Print a table of temps and lux by spawn night

by_spawn <- lab_incubation %>%
  group_by(spawn) %>%
  summarize(
    avg_temp = mean(temp, na.rm = TRUE),
    sd_temp = sd(temp, na.rm = TRUE),
    min_temp = min(temp, na.rm = TRUE),
    max_temp = max(temp, na.rm = TRUE),
    avg_lux = mean(lux, na.rm = TRUE),
    sd_lux = sd(lux, na.rm = TRUE),
    min_lux = min(lux, na.rm = TRUE),
    max_lux = max(lux, na.rm = TRUE)
  )

by_spawn
spawn avg_temp sd_temp min_temp max_temp avg_lux sd_lux min_lux max_lux
1 27.23163 0.2814402 26.60 27.84 213.6418 594.5645 0 8069.12
2 26.85444 0.2351807 26.21 27.24 149.9682 167.1667 0 472.48
3 26.52658 0.2326195 25.91 27.24 139.2350 176.6241 0 613.60
lab_incubation <- lab_incubation %>% 
  mutate(spawn = factor(spawn, levels = c(1, 2, 3), 
                        labels = c("1", "2", "3")))  # convert spawn to factor with labels
# Check homogeneity of variance
leveneTest(temp ~ spawn, data = lab_incubation)
Df F value Pr(>F)
group 2 10.11787 4.79e-05
585 NA NA
Caution

Our data has unequal variances so we use Welch’s t-test for ANOVA

# Welch's ANOVA comparing temperature by stage
welch_anova <- oneway.test(temp ~ spawn, data = lab_incubation, var.equal = FALSE)
print(welch_anova)

    One-way analysis of means (not assuming equal variances)

data:  temp and spawn
F = 366.72, num df = 2.00, denom df = 387.43, p-value < 2.2e-16

Follow up the Welch’s t-test with a post-hoc test

pairwise_results <- pairwise.t.test(
  x = lab_incubation$temp,
  g = lab_incubation$spawn,
  p.adjust.method = "bonferroni",
  pool.sd = FALSE
)
print(pairwise_results)

    Pairwise comparisons using t tests with non-pooled SD 

data:  lab_incubation$temp and lab_incubation$spawn 

  1      2     
2 <2e-16 -     
3 <2e-16 <2e-16

P value adjustment method: bonferroni 
Caution

Pairwise comparisons of temperature across spawn night using Welch’s t-tests with Bonferroni-adjusted p-values revealed that each night is significantly different (p<2.2e-16).

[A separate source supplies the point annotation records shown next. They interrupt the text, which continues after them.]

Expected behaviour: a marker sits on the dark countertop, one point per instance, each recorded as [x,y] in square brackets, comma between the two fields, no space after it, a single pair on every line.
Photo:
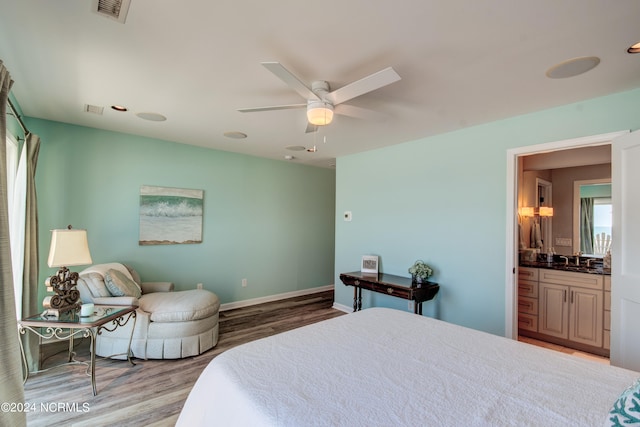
[582,268]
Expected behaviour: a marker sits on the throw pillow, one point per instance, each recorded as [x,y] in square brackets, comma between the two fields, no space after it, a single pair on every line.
[626,410]
[96,285]
[120,285]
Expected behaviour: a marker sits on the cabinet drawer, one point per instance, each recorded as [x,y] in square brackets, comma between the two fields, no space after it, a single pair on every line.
[528,322]
[527,288]
[527,273]
[527,305]
[583,280]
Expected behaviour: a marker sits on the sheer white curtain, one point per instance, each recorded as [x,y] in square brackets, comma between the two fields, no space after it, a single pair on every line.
[11,389]
[17,200]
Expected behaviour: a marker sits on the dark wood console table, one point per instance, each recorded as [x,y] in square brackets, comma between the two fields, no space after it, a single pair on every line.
[389,284]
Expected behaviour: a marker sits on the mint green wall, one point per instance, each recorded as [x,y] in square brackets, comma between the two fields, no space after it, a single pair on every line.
[268,221]
[442,199]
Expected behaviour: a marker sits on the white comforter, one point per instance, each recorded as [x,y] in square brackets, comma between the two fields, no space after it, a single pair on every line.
[383,367]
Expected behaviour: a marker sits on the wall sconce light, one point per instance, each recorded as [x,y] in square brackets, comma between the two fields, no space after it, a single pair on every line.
[525,211]
[530,212]
[545,211]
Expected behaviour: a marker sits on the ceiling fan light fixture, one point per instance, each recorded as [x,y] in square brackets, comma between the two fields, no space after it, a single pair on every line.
[319,113]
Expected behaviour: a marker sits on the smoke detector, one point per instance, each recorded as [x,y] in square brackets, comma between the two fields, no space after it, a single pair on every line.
[112,9]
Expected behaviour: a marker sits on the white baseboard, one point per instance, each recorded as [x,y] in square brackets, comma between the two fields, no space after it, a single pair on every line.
[271,298]
[342,307]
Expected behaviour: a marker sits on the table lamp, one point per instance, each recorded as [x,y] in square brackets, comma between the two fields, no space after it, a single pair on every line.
[68,248]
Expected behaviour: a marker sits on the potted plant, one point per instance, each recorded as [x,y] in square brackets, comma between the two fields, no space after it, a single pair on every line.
[420,272]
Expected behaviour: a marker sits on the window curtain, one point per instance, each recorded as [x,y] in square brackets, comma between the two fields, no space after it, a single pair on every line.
[11,379]
[30,260]
[586,225]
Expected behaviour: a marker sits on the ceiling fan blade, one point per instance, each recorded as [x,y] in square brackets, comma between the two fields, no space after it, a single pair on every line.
[311,128]
[291,80]
[272,107]
[364,85]
[360,113]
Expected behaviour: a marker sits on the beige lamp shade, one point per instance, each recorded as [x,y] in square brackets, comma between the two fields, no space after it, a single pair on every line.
[545,211]
[526,211]
[69,247]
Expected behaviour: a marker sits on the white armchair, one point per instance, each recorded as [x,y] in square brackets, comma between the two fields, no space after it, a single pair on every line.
[169,325]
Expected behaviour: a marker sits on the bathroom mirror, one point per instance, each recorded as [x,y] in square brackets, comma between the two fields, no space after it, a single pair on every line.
[592,215]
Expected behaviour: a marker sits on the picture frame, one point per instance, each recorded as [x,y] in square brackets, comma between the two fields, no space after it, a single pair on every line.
[369,264]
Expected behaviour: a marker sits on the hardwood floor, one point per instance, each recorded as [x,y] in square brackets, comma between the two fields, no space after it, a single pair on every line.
[567,350]
[153,392]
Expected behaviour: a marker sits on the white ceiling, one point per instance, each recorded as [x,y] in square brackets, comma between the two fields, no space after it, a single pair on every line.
[196,62]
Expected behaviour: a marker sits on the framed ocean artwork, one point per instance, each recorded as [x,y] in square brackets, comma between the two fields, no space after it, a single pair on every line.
[170,216]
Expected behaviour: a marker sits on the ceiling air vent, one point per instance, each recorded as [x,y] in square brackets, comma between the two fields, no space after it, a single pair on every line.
[88,108]
[113,9]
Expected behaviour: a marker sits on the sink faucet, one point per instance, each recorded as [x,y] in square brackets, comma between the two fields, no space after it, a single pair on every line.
[578,254]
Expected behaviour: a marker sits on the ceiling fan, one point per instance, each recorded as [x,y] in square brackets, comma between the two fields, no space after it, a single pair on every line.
[321,103]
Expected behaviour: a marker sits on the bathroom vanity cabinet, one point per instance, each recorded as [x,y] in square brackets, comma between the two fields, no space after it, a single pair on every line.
[570,308]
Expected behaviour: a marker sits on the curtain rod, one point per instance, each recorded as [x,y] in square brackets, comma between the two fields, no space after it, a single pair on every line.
[14,113]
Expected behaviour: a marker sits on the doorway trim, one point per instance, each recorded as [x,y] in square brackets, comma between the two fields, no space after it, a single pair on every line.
[511,284]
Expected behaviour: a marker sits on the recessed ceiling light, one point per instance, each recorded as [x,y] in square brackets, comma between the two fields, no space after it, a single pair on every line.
[635,48]
[235,135]
[95,109]
[573,67]
[154,117]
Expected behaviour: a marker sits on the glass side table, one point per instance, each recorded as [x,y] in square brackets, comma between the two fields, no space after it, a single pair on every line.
[71,325]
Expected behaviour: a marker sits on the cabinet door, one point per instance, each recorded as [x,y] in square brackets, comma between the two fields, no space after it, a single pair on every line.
[586,316]
[554,316]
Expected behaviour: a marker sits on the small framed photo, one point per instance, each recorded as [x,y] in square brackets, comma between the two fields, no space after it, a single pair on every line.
[369,264]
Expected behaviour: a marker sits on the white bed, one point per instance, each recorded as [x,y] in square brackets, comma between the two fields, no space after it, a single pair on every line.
[383,367]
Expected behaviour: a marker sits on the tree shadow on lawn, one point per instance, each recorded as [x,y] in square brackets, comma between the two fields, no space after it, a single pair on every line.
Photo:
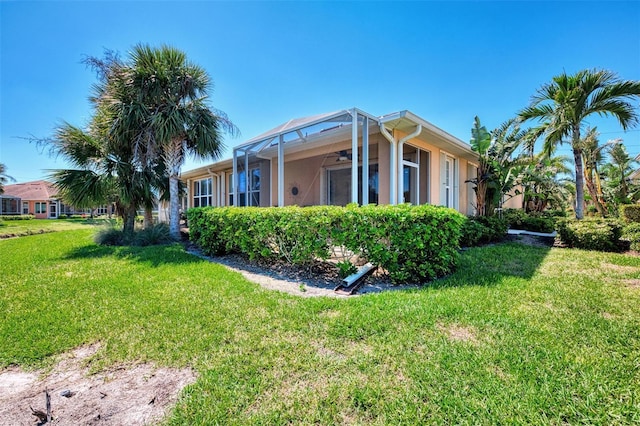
[153,255]
[488,265]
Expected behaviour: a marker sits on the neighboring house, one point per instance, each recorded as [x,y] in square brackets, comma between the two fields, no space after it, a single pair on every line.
[39,198]
[319,160]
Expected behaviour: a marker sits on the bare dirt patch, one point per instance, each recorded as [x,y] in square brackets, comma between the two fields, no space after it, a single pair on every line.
[123,395]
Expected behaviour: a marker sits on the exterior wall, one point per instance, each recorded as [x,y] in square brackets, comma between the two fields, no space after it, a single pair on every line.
[306,168]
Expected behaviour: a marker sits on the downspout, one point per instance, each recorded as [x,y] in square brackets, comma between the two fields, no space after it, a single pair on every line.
[392,162]
[401,159]
[216,188]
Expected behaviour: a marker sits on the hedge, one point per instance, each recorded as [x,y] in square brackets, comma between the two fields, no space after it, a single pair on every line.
[479,230]
[412,243]
[17,217]
[535,222]
[630,213]
[591,234]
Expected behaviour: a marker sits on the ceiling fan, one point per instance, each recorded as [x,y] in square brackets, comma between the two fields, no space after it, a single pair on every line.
[343,155]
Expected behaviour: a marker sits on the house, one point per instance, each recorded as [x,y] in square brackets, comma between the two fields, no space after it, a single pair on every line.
[319,160]
[39,198]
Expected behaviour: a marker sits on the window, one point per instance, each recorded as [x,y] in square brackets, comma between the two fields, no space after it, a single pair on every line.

HOWEVER the actual range of temps across all three spawn nights is 26.5 to 27.2 (less than 1C), and is an ecological parallel to actual fluctuations in sea surface temp that occur across nights of spawning.

7 Summary

Temperature Although statistically significant differences in temperature were detected across both spawn nights (with temperatures generally decreasing over the three nights) and developmental stage (with the lowest temperatures observed just before dawn during the prawnchip stage, but no significant difference between the cleavage and early gastrula stages), the magnitude of these differences was small and remained within the normal range of ambient seawater temperature fluctuations observed during a spawning event. Therefore, while temperature varied somewhat across the experimental assay, this variation is minor and unlikely to confound our results, as embryos in nature develop under similar thermal conditions.